「入り口を変えるブランディング」4
「入り口を変えるブランディング」4
【マーケティングからブランディングへ】
ここまでのことから、私が勝手に推測するとすれば、企業であったりチームであったり、俗に組織と呼ばれる団体は
「発想重視型」と「体力重視型」のふた通りのパターンがあるように思えます。
それらを踏まえて考えれば「体力重視型」の組織には、マーケティングという概念がある程度は通用する部分が
あるのではないか、と考えます。
また「体力重視型」は、言い換えれば「データ重視型」と呼ぶこともできるかもしれません。
わかりやすく表現すれば、体力を数値に置き換えてデータ化します。
そうすれば力を具体的に知ることができるからです。
但し、繰り返しますが、想定外のことについては対応できないという落とし穴があります。
マーケティングという勝利の方程式を獲得して第二次世界大戦に勝ったアメリカは、しかしベトナム戦争では
実質的な敗北を喫しました。
当時の米国防長官マクナマラは、戦争における相当量のデータを駆使してベトナム戦争に臨みました。
けれども最終的には莫大な予算と兵力を注いだこの戦争に負けたのです。
なぜなら、想定外、計算外、要するにデータからは計り知れないことが重なったからです。
そしてこれは別の視点から眺めればフランスからの独立を目指した北ベトナム軍は「発想重視型」の戦い方を
貫いて勝利したように見えるのです。
意表を突くゲリラ戦はまるでアメリカのデータを重んじた戦略をあざ笑うようでした。
これではっきりしましたね。
「体力重視型」をベースとした「データ重視型」では、勝てないのです。
やや乱暴な表現になるかもしれませんが、マーケティングという学問は、言うなれば市場における原理原則の
基礎知識を学ぶものかもしれません。
また、マーケティングというものがあったからこそ、ブランディングという考え方が生まれたわけです。

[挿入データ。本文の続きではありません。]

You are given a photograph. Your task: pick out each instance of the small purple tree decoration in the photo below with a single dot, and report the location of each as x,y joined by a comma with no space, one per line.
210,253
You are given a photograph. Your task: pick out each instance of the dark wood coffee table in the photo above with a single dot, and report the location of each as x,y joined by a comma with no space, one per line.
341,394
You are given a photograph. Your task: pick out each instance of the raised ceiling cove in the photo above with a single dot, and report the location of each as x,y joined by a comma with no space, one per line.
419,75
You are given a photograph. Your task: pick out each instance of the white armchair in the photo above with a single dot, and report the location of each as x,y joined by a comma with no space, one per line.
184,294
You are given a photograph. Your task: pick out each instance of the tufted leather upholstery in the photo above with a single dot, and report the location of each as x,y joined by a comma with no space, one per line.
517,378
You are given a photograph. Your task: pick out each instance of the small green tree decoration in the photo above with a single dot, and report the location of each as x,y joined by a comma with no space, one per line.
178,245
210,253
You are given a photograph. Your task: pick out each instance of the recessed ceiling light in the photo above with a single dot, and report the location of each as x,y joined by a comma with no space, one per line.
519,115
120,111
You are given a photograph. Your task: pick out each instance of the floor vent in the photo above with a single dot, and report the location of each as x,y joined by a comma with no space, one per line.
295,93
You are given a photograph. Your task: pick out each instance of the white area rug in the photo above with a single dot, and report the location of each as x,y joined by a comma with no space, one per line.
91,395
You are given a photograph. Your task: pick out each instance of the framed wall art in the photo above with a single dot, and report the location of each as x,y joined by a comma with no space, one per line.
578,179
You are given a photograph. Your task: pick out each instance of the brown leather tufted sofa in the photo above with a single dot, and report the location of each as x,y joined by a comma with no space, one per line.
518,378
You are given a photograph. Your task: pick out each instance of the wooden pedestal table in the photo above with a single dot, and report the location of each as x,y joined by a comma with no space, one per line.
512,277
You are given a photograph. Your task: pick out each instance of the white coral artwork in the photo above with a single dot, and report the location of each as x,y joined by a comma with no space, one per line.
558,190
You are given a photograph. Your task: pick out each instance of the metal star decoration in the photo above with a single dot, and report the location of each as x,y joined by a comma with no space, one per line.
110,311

なぜならマーケティング概念からは、どうしても割り切れないことがいくつもの事例からあぶり出されてきて、
それをどう解決すればいいのだろうか?
といった悶々から解放されるために多くの人が「ブランディング」という呼び方で新たな「腑に落ちる理由」を
探し始めたのです。
そもそも「ブランド」という言葉の意味は、みなさんご存知かとは思いますが、牛の焼き印です。
アメリカの西部開拓時代、カウボーイたちは自分たちの牧場の牛を連れていろいろなところを旅していました。
それは牛たちに牧草を食べさせるためでもありましたが、当然のように他の牧場のカウボーイ(と牛たち)と
遭遇します。
その際に自分の牧場の牛だということが判別できるように、熱した鉄の印を牛たちに押しつけていたわけです。
牛にはいい迷惑ですが、これを「ブランド」と言っていました。
目印、という言い方がわかりやすいかもしれません。
目印、ということは「うちの牛だぞ〜」ということが誰にでもわかるということです。
あたかも有名ブランドによくあるマークみたい、いえ、マークそのものですね。
ここでひとつはっきりしたことがあります。
それは他とは違います、ということを、きちんと伝えることが、とても大切なことだということです。
何かを売りたいと考えたときに、他の会社のものと同じではありませんよ。
うちの会社の商品の方がいいものですよ。
そんなうちの会社の製品にはこんなマークが付いていますよ。
これこそ即ち、差別化へのスタートですよね。
(もちろん商品が本当にいいものでなくてはなりませんが)
でも、そのマークは消費者から見た時に「かっこいいと思われるマーク」でなくてはいけません。
さてここでまた新たな疑問が浮かんできます。
「かっこいい」って、誰が決めるものなの?という問題です。
実はこの問題はとってもやっかいです。
人気ブランドのプロダクト、マーク、CM、ポスター、その他諸々。
本当にそれらはデザイン的に見て優れたものなのでしょうか?
これらを仮に「外面指数」と呼ぶことにします。
この指数が高ければいいデザイン、つまり「かっこいい」ということになる、とします。
いや、まだ肝心なことが曖昧なままになっています。
誰が「かっこいい」を判断するのか?「外面指数」が高い、と決めるのか?
こんな話はしょっちゅうありますよね。
みんなはいいデザインだと言うけれど、自分はそう思わない。
さあ、世界中の誰が見ても、全ての人がが「かっこいい」と思うものはあるのでしょうか?
きっぱりと言いますが、そんなものあるわけがない、ですよね。
人には趣味嗜好がありますから、誰も彼も全員が「素晴らしい」「きれい」「かわいい」「面白い」
「おいしい」…なんていうものはこの世には存在しません。
こころの中で感じたことと、違うことを言う人だっています。
へそ曲がり、なんて言われる人はその典型です。
だって、みんながみんな同じような意見だなんて面白くない!と考える人もけっこういます。